[2/2] scsi: target: tcmu: Fix memory leak caused by wrong uio usage

Message ID 20210218175039.7829-3-bostroesser@gmail.com (mailing list archive)
State Accepted
Commit 8f33bb2400f48a6a319176866af6e7aac9e5211e
Series scsi: target: tcmu: Fix memory leak | expand

Bodo Stroesser Feb. 18, 2021, 5:50 p.m. UTC
When user deletes a tcmu device via configFS, tcmu calls
uio_unregister_device(). During that call uio resets its pointer
to struct uio_info provided by tcmu. That means, after
uio_unregister_device uio will no longer execute any of the
callbacks tcmu had set in uio_info.

Especially, if userspace daemon still holds the corresponding uio
device open or mmap'ed while tcmu calls uio_unregister_device(),
uio will not call tcmu_release() when userspace finally closes
and munmaps the uio device.

Since tcmu does refcounting for the tcmu device in tcmu_open()
and tcmu_release(), in the decribed case refcount does not drop
to 0 and tcmu does not free tcmu device's resources.
In extrem cases this can cause memory leaking of up to 1 GB for
a single tcmu device.

After uio_unregister_device(), uio will reject every open, read,
write, mmap from userspace with -EOI. But userspace daemon can
still access the mmap'ed command ring and data area.
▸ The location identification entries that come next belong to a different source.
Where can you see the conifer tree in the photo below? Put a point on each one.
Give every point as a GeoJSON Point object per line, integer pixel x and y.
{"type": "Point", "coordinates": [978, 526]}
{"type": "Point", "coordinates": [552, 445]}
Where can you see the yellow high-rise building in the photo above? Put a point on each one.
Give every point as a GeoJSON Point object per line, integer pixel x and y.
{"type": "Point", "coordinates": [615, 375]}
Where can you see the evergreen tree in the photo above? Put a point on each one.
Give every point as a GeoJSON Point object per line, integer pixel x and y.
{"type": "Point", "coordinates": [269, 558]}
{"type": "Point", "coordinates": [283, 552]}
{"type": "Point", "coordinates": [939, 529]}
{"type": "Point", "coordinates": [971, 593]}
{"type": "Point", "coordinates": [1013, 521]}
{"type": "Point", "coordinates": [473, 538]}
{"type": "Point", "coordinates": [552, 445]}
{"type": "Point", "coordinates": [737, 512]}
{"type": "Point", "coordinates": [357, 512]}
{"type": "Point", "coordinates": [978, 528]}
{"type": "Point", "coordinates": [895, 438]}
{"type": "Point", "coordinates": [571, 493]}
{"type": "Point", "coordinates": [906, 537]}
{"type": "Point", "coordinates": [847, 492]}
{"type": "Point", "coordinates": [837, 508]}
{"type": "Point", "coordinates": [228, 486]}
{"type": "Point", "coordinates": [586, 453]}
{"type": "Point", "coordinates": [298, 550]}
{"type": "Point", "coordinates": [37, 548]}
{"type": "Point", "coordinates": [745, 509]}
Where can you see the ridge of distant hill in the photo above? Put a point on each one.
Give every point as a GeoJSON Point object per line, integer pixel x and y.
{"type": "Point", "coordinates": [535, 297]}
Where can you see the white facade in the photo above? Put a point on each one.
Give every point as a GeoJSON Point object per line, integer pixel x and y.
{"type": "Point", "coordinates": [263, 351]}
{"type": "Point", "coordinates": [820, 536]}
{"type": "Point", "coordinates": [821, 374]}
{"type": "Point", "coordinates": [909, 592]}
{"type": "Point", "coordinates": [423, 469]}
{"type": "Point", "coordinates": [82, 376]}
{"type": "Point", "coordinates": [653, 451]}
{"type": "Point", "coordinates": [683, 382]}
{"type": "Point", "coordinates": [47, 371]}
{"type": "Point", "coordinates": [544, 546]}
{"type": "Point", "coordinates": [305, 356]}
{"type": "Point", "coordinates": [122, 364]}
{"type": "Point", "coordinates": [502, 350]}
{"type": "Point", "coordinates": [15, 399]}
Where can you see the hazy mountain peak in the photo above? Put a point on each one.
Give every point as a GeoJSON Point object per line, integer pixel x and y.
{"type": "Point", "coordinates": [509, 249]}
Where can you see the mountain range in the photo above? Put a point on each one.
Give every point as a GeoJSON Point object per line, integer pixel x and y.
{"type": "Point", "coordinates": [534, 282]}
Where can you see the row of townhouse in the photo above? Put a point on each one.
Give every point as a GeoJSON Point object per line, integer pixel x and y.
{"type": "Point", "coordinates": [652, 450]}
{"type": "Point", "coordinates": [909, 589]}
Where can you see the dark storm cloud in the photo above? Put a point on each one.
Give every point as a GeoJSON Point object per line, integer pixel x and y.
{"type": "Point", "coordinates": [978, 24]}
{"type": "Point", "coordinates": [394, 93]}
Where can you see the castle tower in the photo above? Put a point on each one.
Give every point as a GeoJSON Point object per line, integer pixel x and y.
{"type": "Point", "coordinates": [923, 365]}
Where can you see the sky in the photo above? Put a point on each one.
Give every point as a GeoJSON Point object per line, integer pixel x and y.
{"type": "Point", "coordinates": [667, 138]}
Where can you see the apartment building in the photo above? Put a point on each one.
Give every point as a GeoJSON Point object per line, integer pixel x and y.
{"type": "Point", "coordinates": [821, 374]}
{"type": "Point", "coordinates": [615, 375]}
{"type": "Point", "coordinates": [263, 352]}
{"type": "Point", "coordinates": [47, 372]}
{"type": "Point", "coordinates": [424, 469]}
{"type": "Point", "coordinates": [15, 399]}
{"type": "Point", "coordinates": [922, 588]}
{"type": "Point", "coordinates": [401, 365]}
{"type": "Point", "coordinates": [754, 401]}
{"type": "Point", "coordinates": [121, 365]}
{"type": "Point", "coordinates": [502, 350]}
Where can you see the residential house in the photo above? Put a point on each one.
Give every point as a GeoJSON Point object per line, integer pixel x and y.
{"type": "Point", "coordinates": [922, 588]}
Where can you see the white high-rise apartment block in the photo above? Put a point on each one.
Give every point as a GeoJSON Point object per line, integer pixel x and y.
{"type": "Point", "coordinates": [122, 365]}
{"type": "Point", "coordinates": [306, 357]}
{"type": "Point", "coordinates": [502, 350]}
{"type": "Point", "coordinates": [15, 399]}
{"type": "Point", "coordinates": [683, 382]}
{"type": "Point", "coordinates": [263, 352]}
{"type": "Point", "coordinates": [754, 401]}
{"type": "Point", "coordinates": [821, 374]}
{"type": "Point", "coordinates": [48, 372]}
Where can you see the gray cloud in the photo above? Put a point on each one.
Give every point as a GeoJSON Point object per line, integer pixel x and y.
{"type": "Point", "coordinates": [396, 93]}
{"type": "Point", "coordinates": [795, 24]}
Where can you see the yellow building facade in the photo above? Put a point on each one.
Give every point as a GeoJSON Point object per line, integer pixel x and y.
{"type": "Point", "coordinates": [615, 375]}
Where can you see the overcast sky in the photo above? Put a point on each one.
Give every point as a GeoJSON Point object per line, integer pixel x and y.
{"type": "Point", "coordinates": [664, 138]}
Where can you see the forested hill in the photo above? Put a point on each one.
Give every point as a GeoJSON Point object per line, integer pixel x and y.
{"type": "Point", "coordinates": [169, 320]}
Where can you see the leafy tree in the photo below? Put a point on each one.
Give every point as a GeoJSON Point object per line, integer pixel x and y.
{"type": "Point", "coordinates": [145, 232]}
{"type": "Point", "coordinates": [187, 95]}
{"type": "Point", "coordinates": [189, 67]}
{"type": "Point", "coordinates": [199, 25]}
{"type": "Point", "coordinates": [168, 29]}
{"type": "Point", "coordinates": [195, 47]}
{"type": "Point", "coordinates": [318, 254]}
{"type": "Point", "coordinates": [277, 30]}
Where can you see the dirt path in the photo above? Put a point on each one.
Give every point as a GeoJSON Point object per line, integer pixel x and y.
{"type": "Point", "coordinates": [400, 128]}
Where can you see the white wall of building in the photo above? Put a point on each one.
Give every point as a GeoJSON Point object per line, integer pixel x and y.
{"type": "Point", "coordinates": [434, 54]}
Therefore
tcmu should wait until userspace munmaps the uio device before
it frees the resources, as we don't want to cause SIGSEGV or
SIGBUS to user space.

That said, current refcounting during tcmu_open and tcmu_release
does not work correctly, and refcounting better should be done in
the open and close callouts of the vm_operations_struct, which
tcmu assigns to each mmap of the uio device (because it wants its
own page fault handler).

This patch fixes the memory leak by removing refcounting from
tcmu_open and tcmu_close, and instead adding new tcmu_vma_open()
and tcmu_vma_close() handlers that only do refcounting.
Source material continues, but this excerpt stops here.